Front Walkover → Cartwheel → Back Walkover

Connection, Control, and Confidence in Motion

Why This Combo Matters

This pass combines:

  • Forward inversion control

  • Mid-skill redirection

  • Backward extension and recovery

It’s a complete challenge — testing flexibility, shaping, core strength, and mental clarity. Athletes must stay present, connected, and clean through every transition.

This is a must-have drill for:

  • Improving tumbling transitions

  • Training both front and back movement

  • Building full-body awareness and shaping under pressure

Skill Breakdown

1. Front Walkover

  • Start in a confident lunge

  • Execute with full shoulder and chest openness

  • Emphasize the lift before the lean

  • Land strong, eyes up, arms by ears

2. Cartwheel (Mid-Pass Transition)

  • Flow directly from front walkover landing

  • Maintain momentum, lift the leading leg strong

  • Controlled entry and strong snap-down

  • Chest stays lifted, body flows over with sharp hand placement

3. Back Walkover

  • Immediately shift weight into a step back

  • Arms by ears, shoulders open

  • Lift back leg high into bridge position

  • Strong push-off and return to lunge

Key Technique Focus

  • No pauses — transition smoothly between each skill

  • Arms stay by ears throughout the entire series

  • Pointed toes + extended legs in every phase

  • Controlled shaping in both front and back inversion

  • Directional focus — keep your line tight and clean

Common Errors to Avoid

  • Dropping arms between skills

  • Over-rotating or rushing transitions

  • Loss of core control during direction change

  • Hesitation entering the back walkover

  • Looking down instead of keeping a lifted chest

Coaching Cues

  • “Eyes up, arms tight, flow with purpose”

  • “Finish each skill like it’s your last — then move”

  • “Lift and shape, don’t collapse through transitions”

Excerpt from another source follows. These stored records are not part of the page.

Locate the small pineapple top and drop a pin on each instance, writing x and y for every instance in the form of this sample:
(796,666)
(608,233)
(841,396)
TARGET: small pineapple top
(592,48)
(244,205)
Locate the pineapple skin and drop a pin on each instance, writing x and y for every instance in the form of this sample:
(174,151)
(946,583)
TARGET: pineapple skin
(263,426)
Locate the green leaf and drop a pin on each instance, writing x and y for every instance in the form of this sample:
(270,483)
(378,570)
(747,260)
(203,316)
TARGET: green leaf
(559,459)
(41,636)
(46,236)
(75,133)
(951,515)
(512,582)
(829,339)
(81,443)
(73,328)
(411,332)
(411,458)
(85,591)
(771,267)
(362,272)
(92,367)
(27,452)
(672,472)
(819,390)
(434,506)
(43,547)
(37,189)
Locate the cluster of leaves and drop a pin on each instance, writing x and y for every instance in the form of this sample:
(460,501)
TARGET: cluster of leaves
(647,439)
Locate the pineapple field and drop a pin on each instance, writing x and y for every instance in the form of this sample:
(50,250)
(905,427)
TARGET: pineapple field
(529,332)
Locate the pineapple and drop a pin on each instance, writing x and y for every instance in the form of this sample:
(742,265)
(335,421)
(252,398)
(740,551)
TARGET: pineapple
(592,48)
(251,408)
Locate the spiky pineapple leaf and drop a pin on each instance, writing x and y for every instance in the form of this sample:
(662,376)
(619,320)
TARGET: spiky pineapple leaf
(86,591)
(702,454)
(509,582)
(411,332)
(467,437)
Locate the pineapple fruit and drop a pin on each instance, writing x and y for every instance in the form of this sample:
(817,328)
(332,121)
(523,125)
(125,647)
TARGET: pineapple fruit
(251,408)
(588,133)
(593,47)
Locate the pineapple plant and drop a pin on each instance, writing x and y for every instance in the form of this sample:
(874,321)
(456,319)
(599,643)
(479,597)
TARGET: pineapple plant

  • “Treat each phase like a skill of its own”

Why This Drill Works

This sequence teaches:

  • Movement awareness

  • Strength in motion

  • Directional control

  • Mid-skill recovery

  • Transition fluidity — key for full passes later on

By combining these classic foundational skills, athletes learn how to move with confidence between skills, not just inthem.